Sinclair Dinnen, a researcher and associate professor at the Australian National University’s Department of Affairs, agreed with Manning’s characterisation, and noted that holding foreigners ransom in PNG is “extremely unusual.”

“There have not been many incidents at all of that,” he told VICE World News. “Which leads me to think that probably what we’re dealing with here is an opportunistic crime, and that the individuals involved have just sort of found themselves in the wrong place at the wrong time.”

“It doesn’t sound to me like it’s something that was carefully planned out.”

Dinnen pointed out that poverty is rife in PNG, particularly in the remote highlands, and that something as simple as financial motivations may have been the reason for the abduction, hence the demand for a ransom.

He also speculated that the hostages’ greatest danger could in fact come from PNG police’s hard-fisted response to the situation—“meeting violence with further violence”—which could easily escalate things on the ground. 

“The police [in PNG] do have a tendency to deploy that sort of violence in situations where they perceive themselves to be dealing with violent criminals,” Dinnen said. “In a hostage situation, that clearly puts those who are being held hostage in considerable jeopardy.”

It’s still unclear whether any kind of force, lethal or otherwise, will be necessary in securing the hostages’ release. However, Prime Minister Marape’s comments indicate that authorities are in negotiations with the kidnappers, and that the possibility of a more diplomatic resolution is on the table.

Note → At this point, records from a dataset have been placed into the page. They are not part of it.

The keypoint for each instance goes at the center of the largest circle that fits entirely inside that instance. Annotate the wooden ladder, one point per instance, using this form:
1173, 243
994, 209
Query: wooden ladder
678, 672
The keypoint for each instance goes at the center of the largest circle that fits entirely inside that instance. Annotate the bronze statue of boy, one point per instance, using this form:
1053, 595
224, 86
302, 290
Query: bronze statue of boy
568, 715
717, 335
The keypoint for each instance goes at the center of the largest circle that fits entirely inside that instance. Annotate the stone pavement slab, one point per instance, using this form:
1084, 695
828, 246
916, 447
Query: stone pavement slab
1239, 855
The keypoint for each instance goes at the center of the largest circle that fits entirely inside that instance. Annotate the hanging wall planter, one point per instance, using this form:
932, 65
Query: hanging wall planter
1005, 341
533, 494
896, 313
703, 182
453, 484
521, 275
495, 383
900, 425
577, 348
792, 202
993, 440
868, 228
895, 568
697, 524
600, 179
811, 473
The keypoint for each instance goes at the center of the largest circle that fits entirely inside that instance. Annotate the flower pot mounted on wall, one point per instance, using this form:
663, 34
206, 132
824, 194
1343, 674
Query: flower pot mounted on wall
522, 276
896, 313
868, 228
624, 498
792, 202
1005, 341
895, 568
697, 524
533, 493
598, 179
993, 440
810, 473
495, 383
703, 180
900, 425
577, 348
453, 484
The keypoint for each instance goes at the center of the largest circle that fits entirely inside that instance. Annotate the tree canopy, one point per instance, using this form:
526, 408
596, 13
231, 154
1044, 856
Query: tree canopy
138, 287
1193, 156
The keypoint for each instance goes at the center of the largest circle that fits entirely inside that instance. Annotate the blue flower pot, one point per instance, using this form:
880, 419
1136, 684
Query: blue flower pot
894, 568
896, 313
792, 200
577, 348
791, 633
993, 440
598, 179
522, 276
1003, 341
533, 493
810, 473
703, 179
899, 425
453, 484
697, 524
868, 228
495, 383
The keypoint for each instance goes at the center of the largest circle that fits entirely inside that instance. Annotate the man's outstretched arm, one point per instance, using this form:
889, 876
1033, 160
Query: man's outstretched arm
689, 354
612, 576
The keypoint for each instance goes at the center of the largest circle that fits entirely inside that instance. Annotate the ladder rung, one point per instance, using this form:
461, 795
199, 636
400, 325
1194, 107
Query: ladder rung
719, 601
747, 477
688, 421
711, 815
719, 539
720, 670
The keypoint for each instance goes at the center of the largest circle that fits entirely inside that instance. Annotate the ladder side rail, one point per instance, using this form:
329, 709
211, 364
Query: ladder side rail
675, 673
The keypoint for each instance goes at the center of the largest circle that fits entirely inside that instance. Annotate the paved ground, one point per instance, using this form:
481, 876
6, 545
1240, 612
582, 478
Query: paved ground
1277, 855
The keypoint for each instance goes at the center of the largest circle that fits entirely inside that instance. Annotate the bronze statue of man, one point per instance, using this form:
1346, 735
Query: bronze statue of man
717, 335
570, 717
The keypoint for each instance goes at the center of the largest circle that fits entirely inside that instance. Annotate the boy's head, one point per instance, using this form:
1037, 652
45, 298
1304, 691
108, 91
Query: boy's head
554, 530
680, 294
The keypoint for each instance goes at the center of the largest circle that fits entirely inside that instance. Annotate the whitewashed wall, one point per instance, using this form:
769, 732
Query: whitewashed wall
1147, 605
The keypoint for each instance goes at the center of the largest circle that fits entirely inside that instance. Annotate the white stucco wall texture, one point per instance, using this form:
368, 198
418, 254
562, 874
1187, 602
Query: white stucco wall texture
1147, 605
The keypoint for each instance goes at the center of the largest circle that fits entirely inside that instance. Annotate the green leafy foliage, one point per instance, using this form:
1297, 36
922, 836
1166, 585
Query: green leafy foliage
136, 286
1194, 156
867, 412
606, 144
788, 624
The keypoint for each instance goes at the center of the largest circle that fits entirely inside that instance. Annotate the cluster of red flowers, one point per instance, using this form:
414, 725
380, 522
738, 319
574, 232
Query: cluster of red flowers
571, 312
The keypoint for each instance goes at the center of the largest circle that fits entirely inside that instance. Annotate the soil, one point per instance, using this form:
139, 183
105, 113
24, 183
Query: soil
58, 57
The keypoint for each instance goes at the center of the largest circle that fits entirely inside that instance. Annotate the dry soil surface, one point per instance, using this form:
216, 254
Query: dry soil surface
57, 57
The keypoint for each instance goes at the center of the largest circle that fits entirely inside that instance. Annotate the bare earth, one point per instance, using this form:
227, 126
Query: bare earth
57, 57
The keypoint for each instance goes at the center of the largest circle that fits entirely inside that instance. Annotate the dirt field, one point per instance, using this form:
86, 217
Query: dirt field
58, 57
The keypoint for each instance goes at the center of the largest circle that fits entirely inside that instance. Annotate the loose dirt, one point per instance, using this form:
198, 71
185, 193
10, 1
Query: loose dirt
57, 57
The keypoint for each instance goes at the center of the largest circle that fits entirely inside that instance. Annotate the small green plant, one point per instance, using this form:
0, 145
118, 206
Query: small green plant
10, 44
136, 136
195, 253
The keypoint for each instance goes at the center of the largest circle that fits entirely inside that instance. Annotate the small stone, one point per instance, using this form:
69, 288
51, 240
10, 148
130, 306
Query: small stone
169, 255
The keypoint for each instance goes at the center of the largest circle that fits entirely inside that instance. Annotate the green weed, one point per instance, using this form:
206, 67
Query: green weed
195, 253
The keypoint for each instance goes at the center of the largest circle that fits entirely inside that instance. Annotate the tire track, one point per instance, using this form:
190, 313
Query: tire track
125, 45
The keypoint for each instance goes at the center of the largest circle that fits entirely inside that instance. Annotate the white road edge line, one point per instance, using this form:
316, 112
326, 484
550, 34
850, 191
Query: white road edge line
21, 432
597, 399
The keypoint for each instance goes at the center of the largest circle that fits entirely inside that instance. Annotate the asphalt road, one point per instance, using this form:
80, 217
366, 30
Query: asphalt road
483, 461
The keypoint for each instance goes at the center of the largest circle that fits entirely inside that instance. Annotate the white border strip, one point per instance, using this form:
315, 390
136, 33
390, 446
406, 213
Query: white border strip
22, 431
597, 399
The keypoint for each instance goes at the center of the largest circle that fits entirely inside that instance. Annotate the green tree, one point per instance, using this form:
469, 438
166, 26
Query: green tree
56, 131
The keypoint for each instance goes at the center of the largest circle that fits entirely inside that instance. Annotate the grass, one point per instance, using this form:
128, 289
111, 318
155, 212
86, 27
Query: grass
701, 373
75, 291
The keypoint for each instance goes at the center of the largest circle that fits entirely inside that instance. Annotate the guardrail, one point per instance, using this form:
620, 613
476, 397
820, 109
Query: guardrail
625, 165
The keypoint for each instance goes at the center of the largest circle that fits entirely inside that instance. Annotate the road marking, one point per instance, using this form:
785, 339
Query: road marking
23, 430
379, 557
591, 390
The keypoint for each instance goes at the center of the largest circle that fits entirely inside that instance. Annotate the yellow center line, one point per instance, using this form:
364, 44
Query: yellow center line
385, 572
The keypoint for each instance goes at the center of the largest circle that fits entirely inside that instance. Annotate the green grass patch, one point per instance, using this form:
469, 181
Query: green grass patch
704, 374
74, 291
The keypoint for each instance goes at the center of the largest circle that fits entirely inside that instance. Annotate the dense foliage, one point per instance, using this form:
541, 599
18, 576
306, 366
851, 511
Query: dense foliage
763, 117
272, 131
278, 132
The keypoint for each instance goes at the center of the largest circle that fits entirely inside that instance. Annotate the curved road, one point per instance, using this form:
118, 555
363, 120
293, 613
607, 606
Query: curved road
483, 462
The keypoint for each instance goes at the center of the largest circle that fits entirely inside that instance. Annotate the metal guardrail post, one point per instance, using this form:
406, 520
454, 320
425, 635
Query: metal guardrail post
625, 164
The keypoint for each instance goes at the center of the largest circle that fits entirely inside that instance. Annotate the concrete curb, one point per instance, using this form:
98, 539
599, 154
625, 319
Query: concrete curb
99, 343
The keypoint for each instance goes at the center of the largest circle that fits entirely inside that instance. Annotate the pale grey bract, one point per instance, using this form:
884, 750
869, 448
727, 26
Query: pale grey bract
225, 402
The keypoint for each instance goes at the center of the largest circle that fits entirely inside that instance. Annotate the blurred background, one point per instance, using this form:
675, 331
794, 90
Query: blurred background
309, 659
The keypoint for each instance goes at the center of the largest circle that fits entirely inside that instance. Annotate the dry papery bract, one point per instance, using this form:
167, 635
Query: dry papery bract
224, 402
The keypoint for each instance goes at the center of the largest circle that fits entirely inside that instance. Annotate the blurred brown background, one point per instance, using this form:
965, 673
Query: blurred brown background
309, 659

Discussions appear, at least for now, to be ongoing. And this, combined with the global spotlight that’s being shone on the hostage situation, gives Dinnen “a great deal of optimism” that it can be negotiated successfully.

“I’m sure that the authorities in PNG, who are aware that there is a great deal of international interest in what’s going on because it involves the citizens of another country, will be very sensitive to that kind of external gaze,” he said.

“They will really be trying to resolve this issue without any harm happening, certainly to the hostages.”